Tierhoek Chenin Blanc

 

Tierhoek
Chenin Blanc
2020
Piekenierskloof, Citrusdal Mountain
 

Let’s turn back the clock a few years to 2020. The depths of Covid. I’d only just stopped taking walks around the block with a can of beans in a shopping bag to justify my outside excursions, alcohol bans had revealed new bulk buying and hoarding depths to my personality, and I’d resigned myself as a bread baking failure (the challah of early lockdown had been repurposed as the household’s weapon of choice against intruders). But for now, I was on holiday! Making up for our 6-week separation earlier that year (two highways and one military check point between us didn’t make for easy lockdown visits) my boyfriend and I were on our way to the Cederberg. And because I’m me and he’s him, we were taking a two-hour detour to visit a wine farm I’d wanted to try — Tierhoek. Needless to say, because I’m me, he ended up repacking the entire car in their parking lot to fit the five cases I’d purchased (see, I told you about my fear-spawned bulk buying…). 
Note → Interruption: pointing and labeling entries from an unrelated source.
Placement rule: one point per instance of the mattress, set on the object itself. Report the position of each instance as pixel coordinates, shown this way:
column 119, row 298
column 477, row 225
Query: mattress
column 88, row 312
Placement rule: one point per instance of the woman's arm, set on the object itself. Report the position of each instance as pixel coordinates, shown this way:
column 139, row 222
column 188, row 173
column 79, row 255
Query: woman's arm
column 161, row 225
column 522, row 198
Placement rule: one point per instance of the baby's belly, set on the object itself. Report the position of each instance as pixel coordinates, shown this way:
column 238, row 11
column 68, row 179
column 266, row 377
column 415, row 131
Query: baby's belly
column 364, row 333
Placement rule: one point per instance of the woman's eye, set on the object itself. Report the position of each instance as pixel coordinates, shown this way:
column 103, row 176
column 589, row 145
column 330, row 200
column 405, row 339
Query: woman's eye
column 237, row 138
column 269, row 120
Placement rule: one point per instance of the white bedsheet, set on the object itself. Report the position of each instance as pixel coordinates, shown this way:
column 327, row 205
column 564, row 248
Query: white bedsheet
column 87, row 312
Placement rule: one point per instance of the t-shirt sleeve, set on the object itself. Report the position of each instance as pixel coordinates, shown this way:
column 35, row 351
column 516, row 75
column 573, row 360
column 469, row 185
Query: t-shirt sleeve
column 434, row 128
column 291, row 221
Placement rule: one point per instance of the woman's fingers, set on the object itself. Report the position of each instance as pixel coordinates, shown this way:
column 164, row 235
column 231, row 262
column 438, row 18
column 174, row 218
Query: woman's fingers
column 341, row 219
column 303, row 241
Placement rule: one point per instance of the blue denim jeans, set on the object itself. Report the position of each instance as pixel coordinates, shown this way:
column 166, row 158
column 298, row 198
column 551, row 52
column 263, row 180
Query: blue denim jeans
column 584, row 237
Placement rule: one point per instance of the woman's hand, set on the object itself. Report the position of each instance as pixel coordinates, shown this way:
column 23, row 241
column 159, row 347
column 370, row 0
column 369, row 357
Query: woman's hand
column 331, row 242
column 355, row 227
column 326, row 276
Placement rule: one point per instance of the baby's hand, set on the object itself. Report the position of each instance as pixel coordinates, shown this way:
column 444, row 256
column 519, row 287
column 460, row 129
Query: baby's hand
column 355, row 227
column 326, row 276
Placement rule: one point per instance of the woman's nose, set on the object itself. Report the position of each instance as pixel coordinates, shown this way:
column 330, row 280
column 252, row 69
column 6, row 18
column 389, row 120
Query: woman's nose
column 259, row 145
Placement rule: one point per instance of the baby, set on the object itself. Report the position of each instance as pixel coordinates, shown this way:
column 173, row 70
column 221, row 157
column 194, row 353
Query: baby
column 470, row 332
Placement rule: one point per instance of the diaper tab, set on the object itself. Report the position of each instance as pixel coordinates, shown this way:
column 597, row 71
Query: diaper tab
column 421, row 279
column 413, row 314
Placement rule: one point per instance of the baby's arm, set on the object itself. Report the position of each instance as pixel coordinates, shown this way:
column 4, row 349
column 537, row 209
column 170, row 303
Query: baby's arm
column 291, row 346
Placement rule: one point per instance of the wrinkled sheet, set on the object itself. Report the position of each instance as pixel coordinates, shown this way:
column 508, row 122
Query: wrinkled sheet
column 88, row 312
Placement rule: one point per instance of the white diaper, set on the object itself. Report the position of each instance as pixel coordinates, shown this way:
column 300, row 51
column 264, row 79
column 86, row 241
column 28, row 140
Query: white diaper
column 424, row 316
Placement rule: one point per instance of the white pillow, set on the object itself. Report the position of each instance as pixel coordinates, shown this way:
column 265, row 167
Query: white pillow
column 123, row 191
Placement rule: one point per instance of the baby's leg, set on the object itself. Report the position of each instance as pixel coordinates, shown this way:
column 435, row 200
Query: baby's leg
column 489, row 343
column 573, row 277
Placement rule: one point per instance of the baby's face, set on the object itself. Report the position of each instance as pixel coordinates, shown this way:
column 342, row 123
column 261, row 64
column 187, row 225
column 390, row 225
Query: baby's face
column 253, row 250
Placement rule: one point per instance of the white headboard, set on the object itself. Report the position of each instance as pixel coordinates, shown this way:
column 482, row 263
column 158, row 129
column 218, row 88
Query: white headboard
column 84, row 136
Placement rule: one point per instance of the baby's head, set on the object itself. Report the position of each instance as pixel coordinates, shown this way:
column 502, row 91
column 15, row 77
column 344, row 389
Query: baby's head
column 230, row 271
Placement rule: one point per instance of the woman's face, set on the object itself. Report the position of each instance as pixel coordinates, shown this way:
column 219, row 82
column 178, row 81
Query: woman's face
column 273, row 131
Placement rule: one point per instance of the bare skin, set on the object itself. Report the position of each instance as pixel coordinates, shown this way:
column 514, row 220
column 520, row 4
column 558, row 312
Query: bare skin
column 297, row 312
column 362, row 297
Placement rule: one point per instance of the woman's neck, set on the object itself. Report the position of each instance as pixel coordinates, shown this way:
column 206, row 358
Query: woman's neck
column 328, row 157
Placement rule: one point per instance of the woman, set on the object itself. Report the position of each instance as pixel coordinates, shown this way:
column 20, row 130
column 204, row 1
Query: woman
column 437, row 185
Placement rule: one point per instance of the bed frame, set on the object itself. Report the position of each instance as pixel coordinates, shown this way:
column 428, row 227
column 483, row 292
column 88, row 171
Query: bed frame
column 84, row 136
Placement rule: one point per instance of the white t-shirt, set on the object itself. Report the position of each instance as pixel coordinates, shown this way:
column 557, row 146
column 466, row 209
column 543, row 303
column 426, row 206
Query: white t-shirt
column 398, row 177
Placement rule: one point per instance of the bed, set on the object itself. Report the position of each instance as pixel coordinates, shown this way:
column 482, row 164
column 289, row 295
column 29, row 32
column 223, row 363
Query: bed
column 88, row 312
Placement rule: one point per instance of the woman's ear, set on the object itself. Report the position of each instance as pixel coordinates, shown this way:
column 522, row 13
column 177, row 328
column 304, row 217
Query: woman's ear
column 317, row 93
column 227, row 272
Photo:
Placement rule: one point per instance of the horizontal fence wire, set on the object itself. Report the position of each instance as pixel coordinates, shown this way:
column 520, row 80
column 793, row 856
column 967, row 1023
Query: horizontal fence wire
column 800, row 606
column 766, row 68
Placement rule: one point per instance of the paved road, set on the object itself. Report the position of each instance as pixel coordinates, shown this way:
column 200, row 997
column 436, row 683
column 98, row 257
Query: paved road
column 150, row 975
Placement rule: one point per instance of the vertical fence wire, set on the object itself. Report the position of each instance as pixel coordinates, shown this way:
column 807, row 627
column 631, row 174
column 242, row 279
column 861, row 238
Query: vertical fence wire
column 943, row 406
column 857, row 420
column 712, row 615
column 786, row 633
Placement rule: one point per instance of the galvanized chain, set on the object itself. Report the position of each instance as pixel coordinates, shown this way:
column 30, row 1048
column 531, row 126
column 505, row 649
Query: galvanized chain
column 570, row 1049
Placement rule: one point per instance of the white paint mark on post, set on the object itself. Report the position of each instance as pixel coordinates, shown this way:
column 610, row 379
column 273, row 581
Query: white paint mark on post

The Tierhoek Chenin Blanc has become one of my go-to Chenins. It has an apple-cheeked wholesomeness to it, like a Dutch postcard milkmaid who bakes delicious fresh bread (not destined for the armoury) and has the strength to lift a cow with her pinkie. While previous vintages have tasted more like honied Rooibos iced tea from the tea plantings on the farm (a fact I’m sticking to, despite hours spent by the patient soil scientists at VinPro explaining to me this is, in fact, not how terroir works), the 2020 is leaner — this a milkmaid who’s embraced the bicep curl. With a nose of Swiss müsli and oatmeal alongside its giveaway Rooibos, there’s a savoury saltiness at its core (a product of the bicep curl, I’m sure). This is a wine that believes in long walks in the fresh air, the panacea of baked goods, and bench pressing the odd cow or two before dawn.

Pair with: Weekends away where days are filled with rusks and tin mugs of Rooibos tea. Substitute Rooibos tea as required.